Wednesday, September 29, 2010

The "Dog Pound"

Monday's entry was about a set that was given to consumers who bought dog today I figured I'd share a bunch of dog ears.

Back when I was beginning to get into collecting vintage material as a teenager, I was often forced by necessity to keep my expenses low. Back then, when I still lived in my parents' house and my hobby purchases were usually financed by the First National Bank of Mom, I usually opted to find low-cost material to add to my budding collection.

Fortunately for me, it was the 1980s and there were still dealers who had dime and quarter boxes on their tables that could get me some vintage material. While I knew I wasn't going to pull any key cards from those boxes, they allowed me to add more cards to my collection given my budget. For some reason, I seemed to get an awful lot of 1958 Topps cards from those boxes. In fact, at one time, my collection of 1958 Topps cards featured so many dog-eared cards I began referring to it as my "dog pound" set.

While many of those cards have been upgraded over the years, I still have some of those cards in my binder. For your entertainment, here are some of the ones I haven't put up for adoption yet:

Sherm's card looks as wrinkled as his shirt. I know he was known for being a durable catcher, but this card just looks worn out.

A player whose uniform number has been retired by the Yankees, the 1963 American League MVP, and the guy who finally displaced Yogi Berra from behind home plate? Definitely worth a quarter.

This guy looks like he's gone several rounds with Sugar Ray Robinson.

This card was worth it for the name alone. Those of us who remember the TV game show Press Your Luck might wonder whether this card managed to lodge itself into the deep subconsciousness of a 1950s kid and future TV executive who thought "Whammy" would be a great name for the gnome who pops up and takes away all of a contestant's winnings.

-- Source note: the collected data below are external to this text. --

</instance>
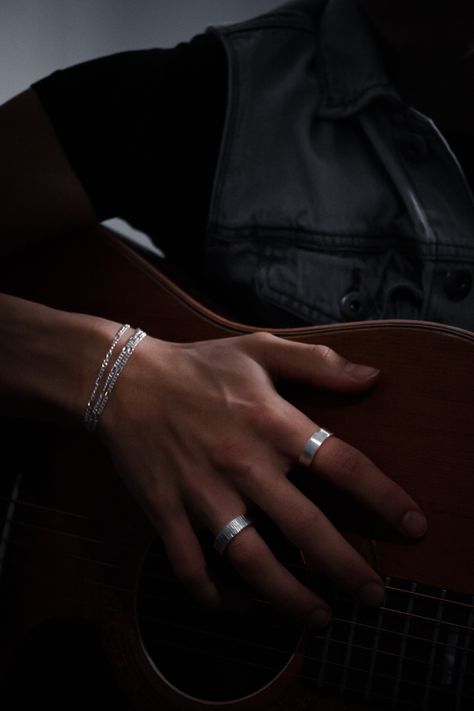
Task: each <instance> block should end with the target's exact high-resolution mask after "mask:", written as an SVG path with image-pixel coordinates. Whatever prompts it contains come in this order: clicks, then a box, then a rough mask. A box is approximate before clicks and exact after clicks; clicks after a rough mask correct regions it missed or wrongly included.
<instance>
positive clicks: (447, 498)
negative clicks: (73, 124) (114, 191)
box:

Finally, this was a card that wasn't picked up in a dime or quarter box but is holding a space in the binder for a future upgrade anyway. 1958 was the first year the Dodgers played in L.A. so the team players' cap logos are all airbrushed in this set (and the Giants players, too). While the Dodgers' caps look relatively clean, some of the Giants look terrible. I'll have to show them in a future post.